Barkin noted that inflation remained low before the pandemic as online shopping, which makes comparison shopping easy, became more common. Major retailers also kept costs down, and increased U.S. oil production kept gas prices lower.

“A price increase was so rare,” Barkin said: “that if someone came to you with a 5% or 10% price increase, you almost threw them out, like, ‘How can you do that?'”

That changed in 2021.

“There is a labor shortage,” Barkin said.Shortages in the supply chain. And the price increases are coming from everywhere. Your gardener is raising your prices and you don’t have the capacity to do anything but accept them.”

Economist Isabella Weber of the University of Massachusetts at Amherst called this phenomenon “seller inflation” in 2023. In an influential article she wrote that “publicly reported supply chain bottlenecks” can “create legitimacy for price increases” And “create consumer acceptance to pay higher prices.”

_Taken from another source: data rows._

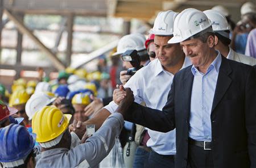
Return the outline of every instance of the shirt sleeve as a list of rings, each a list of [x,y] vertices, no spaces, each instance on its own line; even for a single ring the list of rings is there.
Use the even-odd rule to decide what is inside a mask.
[[[138,104],[140,104],[143,101],[143,75],[142,74],[143,73],[141,70],[138,70],[123,86],[125,88],[130,87],[134,95],[134,102]],[[104,108],[108,110],[111,114],[113,114],[118,107],[118,106],[113,100]]]
[[[71,161],[71,166],[75,167],[85,162],[90,167],[94,167],[99,164],[110,152],[123,125],[123,118],[121,114],[117,112],[110,115],[101,127],[84,144],[69,150],[66,157]]]

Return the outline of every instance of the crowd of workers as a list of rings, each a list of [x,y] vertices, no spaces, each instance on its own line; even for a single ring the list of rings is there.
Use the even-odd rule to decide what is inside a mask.
[[[241,14],[161,11],[110,68],[1,84],[0,167],[97,167],[118,137],[126,167],[256,167],[255,5]]]

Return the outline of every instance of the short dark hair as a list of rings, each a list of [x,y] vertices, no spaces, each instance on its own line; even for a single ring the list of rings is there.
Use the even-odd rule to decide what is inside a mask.
[[[221,41],[224,45],[228,46],[230,44],[231,40],[229,38],[224,37],[218,33],[214,33],[214,35],[218,37],[218,40]]]

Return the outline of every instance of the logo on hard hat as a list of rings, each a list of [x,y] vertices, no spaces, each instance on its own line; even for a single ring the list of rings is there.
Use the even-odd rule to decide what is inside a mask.
[[[165,28],[163,28],[163,27],[160,27],[158,28],[159,30],[166,30]]]

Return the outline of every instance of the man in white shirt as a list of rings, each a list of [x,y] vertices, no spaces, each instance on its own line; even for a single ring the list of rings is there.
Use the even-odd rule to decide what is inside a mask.
[[[179,43],[169,44],[173,36],[173,23],[177,13],[172,11],[160,12],[150,33],[155,35],[154,43],[158,59],[138,70],[125,85],[134,94],[135,101],[144,102],[146,106],[162,110],[167,100],[168,93],[174,74],[181,69],[191,65],[185,57]],[[98,128],[117,105],[112,102],[101,109],[94,118],[84,123],[84,125],[96,124]],[[164,133],[148,129],[150,138],[147,146],[151,147],[146,167],[174,167],[174,156],[176,154],[175,131]]]

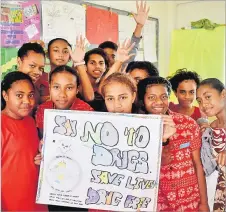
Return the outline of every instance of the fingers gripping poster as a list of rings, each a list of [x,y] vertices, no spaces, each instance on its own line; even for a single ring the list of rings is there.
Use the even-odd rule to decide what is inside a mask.
[[[36,202],[156,211],[160,116],[45,110]]]

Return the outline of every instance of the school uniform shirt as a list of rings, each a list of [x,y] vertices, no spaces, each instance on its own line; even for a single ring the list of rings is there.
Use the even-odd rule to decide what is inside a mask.
[[[170,102],[169,104],[169,109],[173,112],[178,113],[178,104],[174,104],[173,102]],[[197,121],[199,118],[202,117],[200,109],[196,106],[194,106],[194,112],[190,116],[193,118],[195,121]]]
[[[36,204],[39,166],[34,164],[39,138],[35,121],[27,116],[13,119],[1,113],[3,211],[47,211]]]
[[[158,210],[198,211],[200,193],[192,161],[192,152],[200,149],[199,126],[190,117],[169,111],[176,124],[176,133],[170,138],[172,161],[161,165]]]
[[[43,129],[44,126],[44,110],[54,108],[55,106],[52,101],[47,101],[39,105],[36,113],[36,126],[39,129]],[[81,99],[76,98],[69,110],[93,111],[93,108],[90,107],[87,103],[85,103]]]

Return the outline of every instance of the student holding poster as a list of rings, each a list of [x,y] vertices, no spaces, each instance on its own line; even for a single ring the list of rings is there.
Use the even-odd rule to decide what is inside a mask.
[[[34,164],[39,138],[29,115],[35,87],[24,73],[8,73],[1,83],[1,209],[47,211],[36,204],[39,167]]]
[[[176,133],[163,146],[158,196],[159,211],[209,211],[206,181],[200,160],[201,137],[190,117],[169,110],[171,85],[162,77],[138,84],[138,97],[148,114],[169,114]]]

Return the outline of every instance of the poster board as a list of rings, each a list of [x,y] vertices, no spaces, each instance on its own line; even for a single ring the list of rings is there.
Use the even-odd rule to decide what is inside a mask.
[[[65,18],[63,19],[63,21],[61,20],[60,22],[56,21],[58,20],[57,18],[55,19],[55,18],[48,17],[49,15],[46,13],[47,5],[48,5],[48,8],[52,8],[52,10],[53,8],[60,8],[56,10],[58,11],[56,13],[57,15],[61,14],[63,11],[63,8],[68,7],[67,5],[71,5],[70,6],[71,10],[72,8],[78,8],[79,12],[76,14],[77,20],[79,20],[78,23],[73,23],[71,21],[71,17],[69,18],[69,16],[72,15],[72,13],[68,13],[70,15],[67,14],[66,16],[60,15],[61,18]],[[85,26],[86,20],[84,20],[83,17],[84,16],[86,17],[86,8],[88,6],[108,11],[109,14],[111,13],[117,14],[118,15],[118,41],[120,42],[126,38],[131,38],[132,33],[135,29],[135,21],[133,20],[133,17],[131,16],[131,13],[129,11],[114,9],[114,8],[94,4],[91,2],[79,1],[79,0],[75,0],[75,1],[73,0],[43,1],[42,0],[43,40],[47,42],[50,38],[51,39],[56,38],[55,35],[57,34],[58,37],[60,37],[61,35],[61,37],[68,39],[68,41],[71,42],[71,44],[73,45],[75,43],[73,40],[75,40],[76,33],[77,33],[76,29],[79,29],[81,27],[81,29],[79,29],[79,33],[86,35],[86,33],[84,32],[84,27],[86,27]],[[100,17],[96,16],[96,19],[99,19],[99,18]],[[102,22],[103,21],[101,21],[101,23]],[[65,23],[67,23],[67,27]],[[84,23],[83,26],[82,26],[82,23]],[[77,24],[77,27],[75,27],[76,24]],[[48,28],[50,29],[50,27],[51,27],[51,30],[50,30],[51,32],[50,34],[48,34],[47,29]],[[94,28],[96,28],[96,26]],[[115,32],[115,28],[116,27],[113,27],[113,32],[112,32],[113,34]],[[60,30],[63,32],[56,33],[57,30]],[[105,31],[105,34],[109,34],[109,31],[108,30]],[[102,42],[104,42],[104,40]],[[92,42],[90,42],[90,44],[93,46],[99,45],[99,43],[92,43]],[[135,60],[148,60],[150,62],[153,62],[156,66],[158,66],[159,21],[157,18],[153,18],[153,17],[148,18],[147,23],[143,30],[143,39],[141,40],[137,53],[138,53],[137,58],[135,58]]]
[[[45,110],[36,202],[156,211],[161,135],[156,115]]]
[[[1,2],[1,46],[18,47],[41,36],[40,1]]]

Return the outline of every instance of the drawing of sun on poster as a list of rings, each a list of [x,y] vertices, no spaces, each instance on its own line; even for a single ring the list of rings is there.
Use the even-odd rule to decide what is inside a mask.
[[[36,202],[156,211],[161,135],[160,116],[45,110]]]

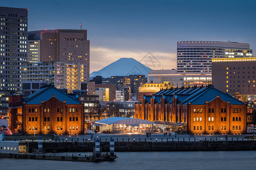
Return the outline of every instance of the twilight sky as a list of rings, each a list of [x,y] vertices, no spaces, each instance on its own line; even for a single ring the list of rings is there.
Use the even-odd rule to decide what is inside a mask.
[[[176,67],[176,41],[247,42],[256,50],[256,1],[0,0],[28,8],[28,31],[88,31],[90,71],[122,57],[141,61],[148,52],[160,64]],[[146,63],[143,63],[145,64]]]

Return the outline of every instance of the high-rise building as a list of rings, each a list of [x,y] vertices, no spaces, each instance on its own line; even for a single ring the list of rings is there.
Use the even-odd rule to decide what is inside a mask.
[[[212,60],[215,87],[256,107],[256,57]]]
[[[35,34],[29,33],[27,37],[27,62],[40,62],[40,37],[35,37]]]
[[[0,7],[2,90],[20,89],[20,63],[27,60],[27,9]]]
[[[90,41],[86,29],[55,29],[31,31],[34,40],[40,37],[41,62],[64,62],[84,65],[84,79],[89,82]]]
[[[81,83],[84,82],[84,65],[61,62],[23,63],[21,81],[23,87],[31,82],[41,82],[43,84],[51,84],[57,88],[66,88],[70,93],[81,90]],[[28,89],[22,88],[23,91],[25,90]]]
[[[221,41],[177,42],[177,73],[212,73],[212,58],[251,57],[250,44]]]
[[[102,84],[115,84],[118,91],[125,92],[129,88],[129,96],[127,100],[137,100],[139,87],[147,83],[144,75],[129,75],[127,76],[112,76],[111,78],[102,78]],[[125,88],[126,88],[125,90]]]
[[[174,87],[208,85],[212,83],[212,74],[210,73],[177,73],[177,70],[174,69],[150,70],[147,75],[147,83],[152,83],[152,78],[154,84],[168,84]]]

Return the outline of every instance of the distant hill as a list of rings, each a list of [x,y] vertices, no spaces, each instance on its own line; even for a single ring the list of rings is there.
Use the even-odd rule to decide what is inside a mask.
[[[93,78],[97,75],[100,75],[102,78],[109,78],[111,76],[135,74],[145,75],[146,76],[147,76],[147,74],[151,70],[151,69],[133,58],[121,58],[98,71],[92,73],[90,77]]]

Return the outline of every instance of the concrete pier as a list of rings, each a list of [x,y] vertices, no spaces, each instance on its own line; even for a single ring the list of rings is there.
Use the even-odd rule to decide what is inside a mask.
[[[30,152],[37,149],[38,142],[29,142]],[[92,152],[93,142],[43,142],[47,152]],[[100,142],[102,152],[109,152],[109,142]],[[201,141],[201,142],[114,142],[115,152],[239,151],[256,150],[256,141]]]

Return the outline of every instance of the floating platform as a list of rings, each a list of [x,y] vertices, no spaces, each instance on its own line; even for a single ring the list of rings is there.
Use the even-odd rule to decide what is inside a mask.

According to Barkin, consumers are no longer so tolerant.

“People have a little bit more time to think about what it feels like to pay $9.89 for a 12-pack of Diet Coke, when I used to pay $5.99. They don’t like it as much, and so people make choices.”

Barkin expects this trend to slow price increases and reduce inflation.

“I’m actually quite optimistic that we’ll see good inflation numbers in the coming months,” he said. “All elements of inflation seem to be calming down.”